Say you have a string, abcabc
, and you want to figure out whether the first part of the string matches the second part. You can do this with a single regex by using capturing groups and backreferences. Here is the regex I would use:
(.+)\1
The way this works is .+
matches any sequence of characters. Because it is in parentheses, it is caught in a group. \1
is a backreference to the 1
st capturing group, so it is the equivalent of the text caught by the capturing group. After a bit of backtracking, the capturing group matches the first part of the string, abc
. The backreference \1
is now the equivalent of abc
, so it matches the second half of the string. The entire string is now matched, so it is confirmed that the first half of the string matches the second half.

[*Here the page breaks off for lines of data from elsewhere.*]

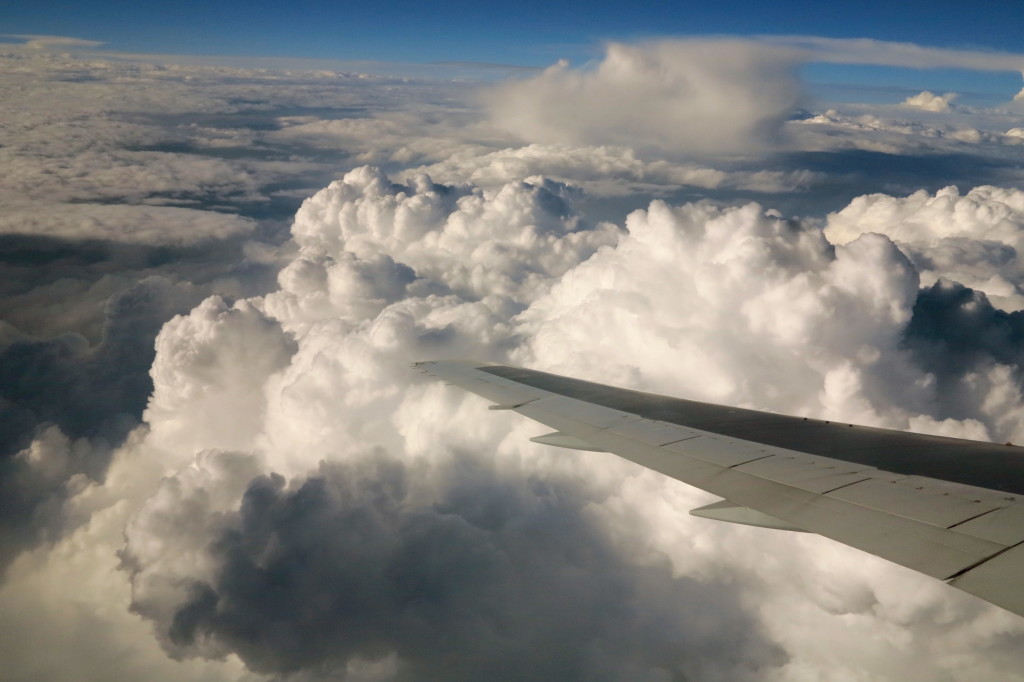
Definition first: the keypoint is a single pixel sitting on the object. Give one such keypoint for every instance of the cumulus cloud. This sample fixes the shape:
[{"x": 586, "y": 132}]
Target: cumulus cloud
[
  {"x": 694, "y": 96},
  {"x": 300, "y": 503},
  {"x": 930, "y": 101},
  {"x": 297, "y": 503},
  {"x": 974, "y": 239}
]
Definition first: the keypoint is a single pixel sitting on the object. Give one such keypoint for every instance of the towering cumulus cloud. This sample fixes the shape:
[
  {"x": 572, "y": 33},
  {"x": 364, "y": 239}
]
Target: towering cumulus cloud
[
  {"x": 328, "y": 515},
  {"x": 420, "y": 546},
  {"x": 693, "y": 96},
  {"x": 217, "y": 464}
]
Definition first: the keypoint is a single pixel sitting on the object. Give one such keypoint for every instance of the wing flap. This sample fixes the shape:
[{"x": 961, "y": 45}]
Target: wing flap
[{"x": 967, "y": 535}]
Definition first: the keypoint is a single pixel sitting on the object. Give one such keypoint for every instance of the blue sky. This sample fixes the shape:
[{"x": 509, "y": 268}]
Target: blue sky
[{"x": 528, "y": 33}]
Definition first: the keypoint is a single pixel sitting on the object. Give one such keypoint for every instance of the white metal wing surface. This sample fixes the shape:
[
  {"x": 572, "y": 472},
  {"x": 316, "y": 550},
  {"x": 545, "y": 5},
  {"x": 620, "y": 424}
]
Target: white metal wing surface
[{"x": 949, "y": 508}]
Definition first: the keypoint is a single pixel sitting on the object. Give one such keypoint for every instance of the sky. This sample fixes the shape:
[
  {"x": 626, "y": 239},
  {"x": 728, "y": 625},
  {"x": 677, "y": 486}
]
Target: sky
[{"x": 227, "y": 231}]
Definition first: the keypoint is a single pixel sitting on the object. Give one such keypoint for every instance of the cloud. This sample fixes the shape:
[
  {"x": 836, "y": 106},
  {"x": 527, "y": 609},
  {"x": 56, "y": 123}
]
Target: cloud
[
  {"x": 693, "y": 96},
  {"x": 496, "y": 577},
  {"x": 297, "y": 503},
  {"x": 47, "y": 42},
  {"x": 974, "y": 239},
  {"x": 931, "y": 101},
  {"x": 889, "y": 53}
]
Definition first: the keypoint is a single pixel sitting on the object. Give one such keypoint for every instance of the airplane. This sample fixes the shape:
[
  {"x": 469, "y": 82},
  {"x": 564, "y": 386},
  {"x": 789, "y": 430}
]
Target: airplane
[{"x": 948, "y": 508}]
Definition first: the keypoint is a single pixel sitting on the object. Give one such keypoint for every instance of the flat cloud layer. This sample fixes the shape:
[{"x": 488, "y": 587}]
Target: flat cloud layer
[{"x": 215, "y": 474}]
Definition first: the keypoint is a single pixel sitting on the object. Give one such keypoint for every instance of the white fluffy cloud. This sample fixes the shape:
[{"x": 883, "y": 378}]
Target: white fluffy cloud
[
  {"x": 324, "y": 511},
  {"x": 975, "y": 239},
  {"x": 299, "y": 503},
  {"x": 693, "y": 96},
  {"x": 930, "y": 101}
]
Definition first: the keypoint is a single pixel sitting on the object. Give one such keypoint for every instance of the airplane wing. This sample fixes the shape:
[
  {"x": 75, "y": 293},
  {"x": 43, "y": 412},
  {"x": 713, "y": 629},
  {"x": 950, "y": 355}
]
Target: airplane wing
[{"x": 948, "y": 508}]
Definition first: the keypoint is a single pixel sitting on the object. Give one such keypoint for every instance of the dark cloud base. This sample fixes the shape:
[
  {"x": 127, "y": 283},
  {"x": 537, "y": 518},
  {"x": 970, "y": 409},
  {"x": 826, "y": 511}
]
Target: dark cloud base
[{"x": 502, "y": 578}]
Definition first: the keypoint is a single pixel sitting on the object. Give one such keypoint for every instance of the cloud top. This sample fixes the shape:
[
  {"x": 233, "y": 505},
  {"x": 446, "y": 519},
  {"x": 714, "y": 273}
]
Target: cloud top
[{"x": 695, "y": 96}]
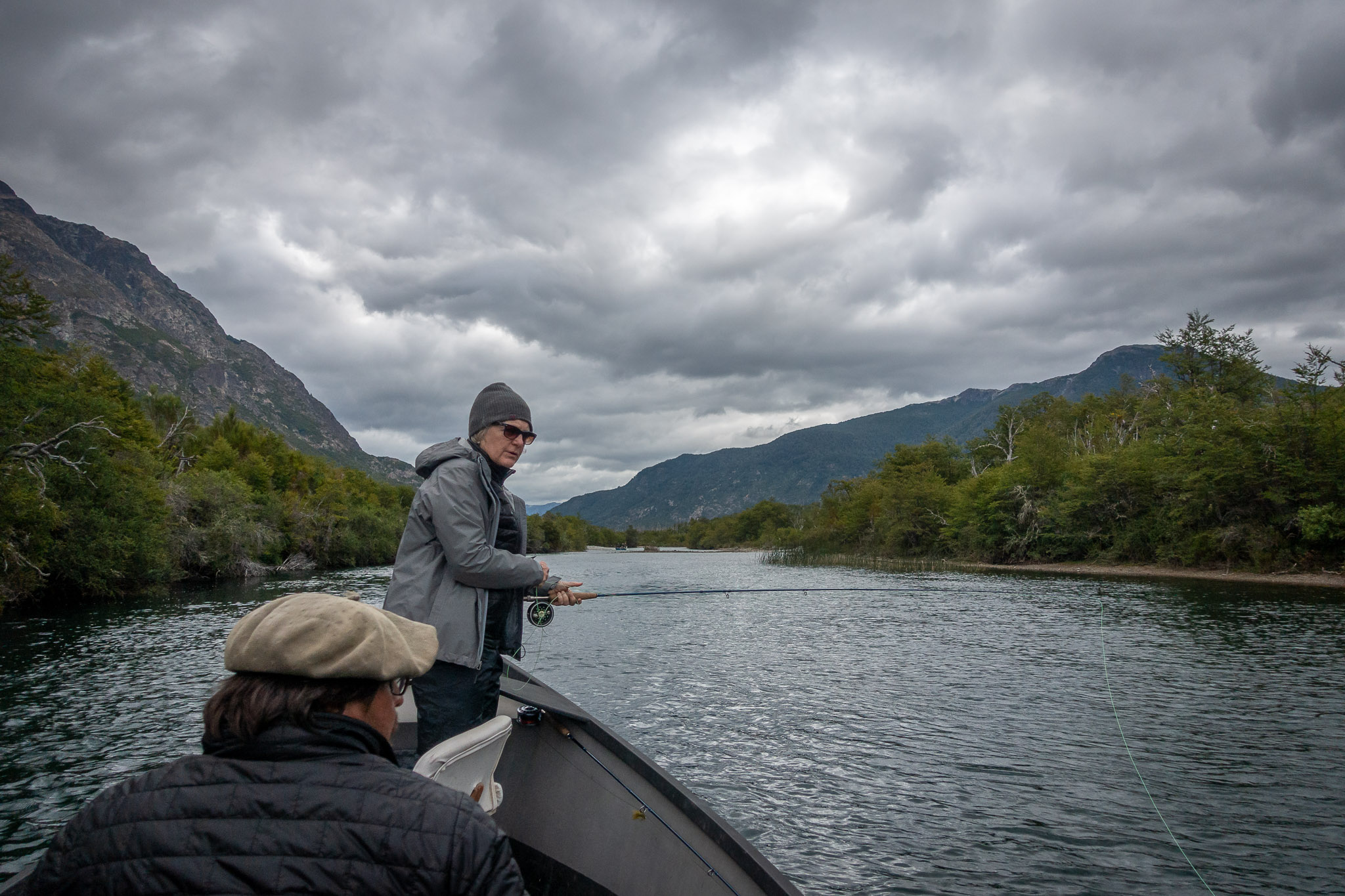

Another use of backreferences is in replacing. Say you want to replace all {...}
with [...]
, if the text inside {
and }
is only digits. You can easily do this with capturing groups and backreferences, using the regex
{(\d+)}
And replacing with that with [\1]
.
The regex matches {123}
in the string abc {123} 456
, and captures 123
in the first capturing group. The backreference \1
is now the equivalent of 123
, so replacing {(\d+)}
in abc {123} 456
with [\1]
results in abc [123] 456
.
The reason non-capturing groups exist is because groups in general have more uses that just capturing. The regex (xyz)+
matches a string that consists entirely of the group, xyz
, repeated, such as xyzxyzxyz
. A group is needed because xyz+
only matches xy
and then z
repeated, i.e. xyzzzzz
. The problem with using capturing groups is that they are slightly less efficient compared to non-capturing groups, and they take up an index. If you have a complicated regex with a lot of groups in it, but you only need to reference a single one somewhere in the middle, it's a lot better to just reference \1
rather than trying to count all the groups up to the one you want.
I hope this helps!